Hyperloop Technologies, a startup formed by SpaceX alumni and well-known Silicon Valley executives, came out of stealth with $8.5 million on Wednesday to make the hyperloop reality, according to a report in Forbes.
The hyperloop, a transportation system that would send capsules large enough to contain people or goods through tubes at 760 miles per hour, originated with a paper published by SpaceX CEO Elon Musk and his team in 2013, but Musk said at the time that he didn’t have the time to pursue building it. He announced plans to build a test track last month.
That paper contained enough details for others to go after their own plans, and Hyperloop Technologies is the first to come up with actual money. On top of that $8.5 million, it plans to raise an $80 million funding round before the year is up, according to Forbes. Its team is led by former SpaceX engineer Brogan BamBrogan, and also includes XPRIZE founder Peter Diamandis, venture capitalist Shervin Pichevar, Palantir co-founder Joe Lonsdale, Yammer founder David Sacks and former White House deputy chief of staff Jim Messina.
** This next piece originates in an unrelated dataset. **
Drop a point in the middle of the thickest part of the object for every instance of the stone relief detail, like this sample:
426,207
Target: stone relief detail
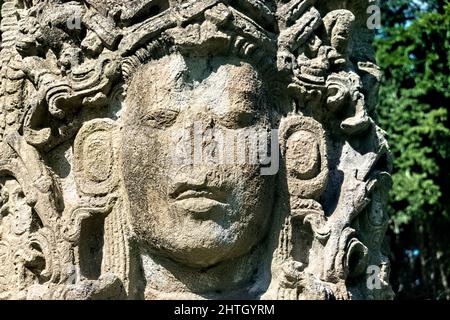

Unlike Musk, the team initially sees the hyperloop carrying cargo instead of passengers. Forbes points out that Musk’s initial plans for a route from LA to San Francisco ran into major problems with rights of way and actually placing the line’s terminus in the heart of either city. With a cargo route, that wouldn’t be a problem.
This post was updated at 4:30 p.m. with the correct spelling of Shervin Pichevar and Joe Messina’s names.